Most of these idiots wouldn't know the Screamers if they were beaten to death with a clue, but Suicide's recent inclusion in the All Tomorrow's Parties wealthy-music-snob wankfest have put their name back in some circulation amongst those who line up to have Pitchfork dictate "their" music taste. Suicide is amazing; truly fucked-up New York art assholes blurring the lines between punk, no-wave, and just plain disturbing noise. These dudes mastered deconstruction without probably ever reading a word of Derrida; musical tropes are shown in their shattered frailty and re-built into monstrosities meant for the ears of no self-respecting 'Merican. Its also rock n' roll as fuck. These are two amazing bands that are at the root of some of the best and the worst "independent" music today, but overall their specific sound is surpassed by the legacy of their ethic: punk is a place where weirdos with ideas that are to fluid and spastic to fit into the cookie-cutters of genre and scene to come together and create horrible expressions that nobody in their right mind would enjoy.
screamin'
killin' yrslf
Feederz-Ever Feel Like Killing Your Boss?

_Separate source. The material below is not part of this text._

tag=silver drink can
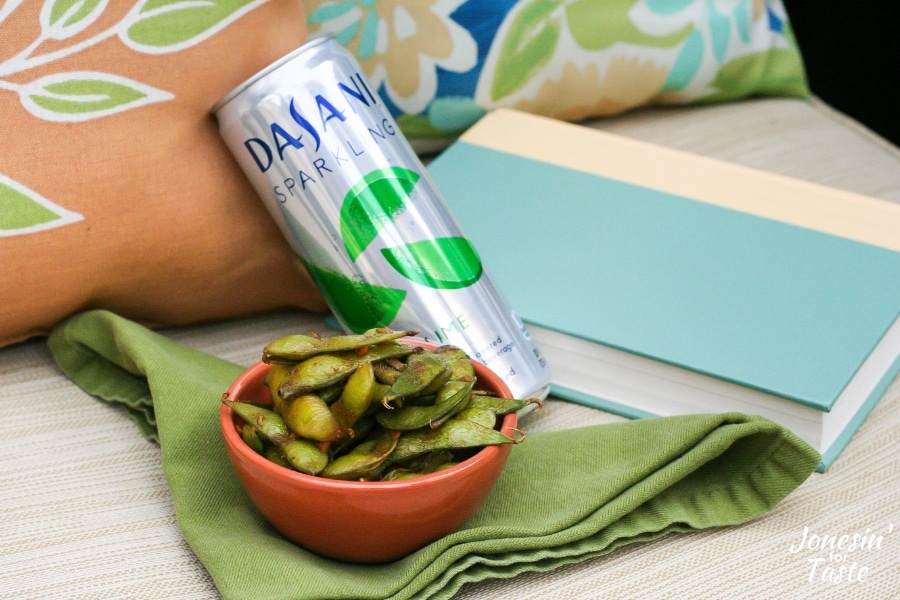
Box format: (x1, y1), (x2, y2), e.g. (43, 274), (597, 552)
(213, 36), (550, 398)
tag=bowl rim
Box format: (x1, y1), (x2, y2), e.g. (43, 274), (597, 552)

Feederz played some great poppy punk melodies with lyrics that combine militantly negative politics with an overall dickish attitude towards the world. So, you should basically be really surprised that I like them. They were originally formed in 1977, disbanded, and re-formed by vocalist (I think) Frank Discussion. This record is from back in '84 with DH Peligrino on drums, who cut his teeth on such seminal Dead Kennedys Recordings as the Plastic Surgery Disasters LP which is most commonly found with the In God We Trust Inc. EP, probably two of the best American punk records of the 1980's. Definitely an important and often under-recognized record in the history of Bay Area punk with its stripped-down sound that's too arty for hardcore and too fast and aggressive for post-punk (or new wave at the time) with a well-informed bad attitude. When it came out, this record's sleeve was made out of sandpaper so you couldn't take the record out without scratching it. Ballin'.